New Zealand risks becoming an “employment backwater” unless more is done to help people turn ideas into new businesses that will create jobs, the country’s largest business lender has warned.
Fred Ohlsson, Managing Director of ANZ Business Banking, says business ideas needed to boost employment and growth risk dying off as official figures show that business start-ups have plunged to their lowest level since at least 2000.
Business ‘deaths’ have outnumbered ‘births’ for the past three years meaning the total number of enterprises has been falling since 2009.
ANZ moved to highlight the issues today as it announced a new $500 million package to support new business start-ups.

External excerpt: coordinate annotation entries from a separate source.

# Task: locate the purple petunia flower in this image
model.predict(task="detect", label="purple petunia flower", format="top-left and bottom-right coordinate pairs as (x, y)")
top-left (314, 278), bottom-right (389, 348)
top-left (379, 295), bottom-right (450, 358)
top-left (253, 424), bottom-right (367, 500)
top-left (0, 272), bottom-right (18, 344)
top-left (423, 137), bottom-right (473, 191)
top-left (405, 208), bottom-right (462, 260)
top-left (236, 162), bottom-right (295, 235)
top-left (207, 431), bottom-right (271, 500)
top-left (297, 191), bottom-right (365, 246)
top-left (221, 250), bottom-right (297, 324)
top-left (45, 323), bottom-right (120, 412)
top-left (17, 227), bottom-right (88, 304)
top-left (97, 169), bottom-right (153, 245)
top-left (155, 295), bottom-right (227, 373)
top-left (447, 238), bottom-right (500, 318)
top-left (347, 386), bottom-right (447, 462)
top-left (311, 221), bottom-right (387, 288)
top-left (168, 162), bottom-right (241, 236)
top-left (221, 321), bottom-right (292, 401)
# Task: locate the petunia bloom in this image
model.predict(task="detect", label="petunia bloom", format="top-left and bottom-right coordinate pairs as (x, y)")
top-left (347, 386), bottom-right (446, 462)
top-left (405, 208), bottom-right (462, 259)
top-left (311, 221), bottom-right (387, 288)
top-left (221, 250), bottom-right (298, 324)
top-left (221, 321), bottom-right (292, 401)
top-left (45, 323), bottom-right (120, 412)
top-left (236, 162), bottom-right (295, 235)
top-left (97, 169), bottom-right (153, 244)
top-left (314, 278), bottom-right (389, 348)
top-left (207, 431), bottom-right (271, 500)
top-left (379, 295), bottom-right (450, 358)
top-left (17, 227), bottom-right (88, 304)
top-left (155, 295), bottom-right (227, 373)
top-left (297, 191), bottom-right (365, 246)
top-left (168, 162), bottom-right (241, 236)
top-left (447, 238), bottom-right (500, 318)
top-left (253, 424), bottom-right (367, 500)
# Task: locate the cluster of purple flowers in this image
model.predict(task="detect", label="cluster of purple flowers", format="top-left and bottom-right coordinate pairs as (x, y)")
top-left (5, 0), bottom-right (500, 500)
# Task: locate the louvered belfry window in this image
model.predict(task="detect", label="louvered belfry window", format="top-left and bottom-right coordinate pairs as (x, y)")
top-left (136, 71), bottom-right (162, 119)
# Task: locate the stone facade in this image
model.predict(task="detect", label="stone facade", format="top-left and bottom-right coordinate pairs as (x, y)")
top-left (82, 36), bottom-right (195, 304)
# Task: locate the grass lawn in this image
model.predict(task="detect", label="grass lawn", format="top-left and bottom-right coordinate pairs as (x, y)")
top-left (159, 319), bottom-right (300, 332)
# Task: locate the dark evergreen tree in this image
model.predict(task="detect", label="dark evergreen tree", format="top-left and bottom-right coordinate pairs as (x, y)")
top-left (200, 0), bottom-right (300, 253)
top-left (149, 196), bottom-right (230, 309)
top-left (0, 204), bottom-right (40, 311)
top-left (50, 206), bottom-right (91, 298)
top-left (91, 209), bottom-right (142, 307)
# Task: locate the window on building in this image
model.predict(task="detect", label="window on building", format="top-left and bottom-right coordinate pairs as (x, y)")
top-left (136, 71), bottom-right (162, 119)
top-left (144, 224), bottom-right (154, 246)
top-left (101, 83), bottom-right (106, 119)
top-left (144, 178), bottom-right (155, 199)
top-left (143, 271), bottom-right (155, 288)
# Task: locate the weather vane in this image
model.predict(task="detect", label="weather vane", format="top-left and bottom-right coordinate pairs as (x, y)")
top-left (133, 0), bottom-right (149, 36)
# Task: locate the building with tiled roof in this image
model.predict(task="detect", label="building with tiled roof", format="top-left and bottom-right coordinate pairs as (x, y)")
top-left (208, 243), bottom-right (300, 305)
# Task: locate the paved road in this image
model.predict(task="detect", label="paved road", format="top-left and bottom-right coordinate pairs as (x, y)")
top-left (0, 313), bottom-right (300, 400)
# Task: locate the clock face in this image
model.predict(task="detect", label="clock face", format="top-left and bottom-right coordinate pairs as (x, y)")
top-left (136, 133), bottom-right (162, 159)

Mr Ohlsson says: “It is alarming that nearly 30,000 fewer businesses were born last year than in 2004, yet new enterprises are the key to creating jobs. If we’re serious about getting unemployment down in New Zealand we must do all we can to boost business start-ups.
“Today’s backyard entrepreneur can be tomorrow’s market leader, hiring hundreds along the way. But these people need help to take their ideas beyond the garage and on to success in the marketplace. Without it, more great ideas will die and New Zealand risks becoming an employment backwater,” Mr Ohlsson says.
It has always been a big leap to turn an idea into a viable business but the challenges appear to be mounting. Start-ups tell us one of their toughest tests is finding the right support: both the capital to get started, and the advice and tools to put a new venture on a sustainable footing.”
ANZ’s new start-up package is designed to make it quicker and easier for start-ups to secure the funding and advice they need to get viable businesses off the ground.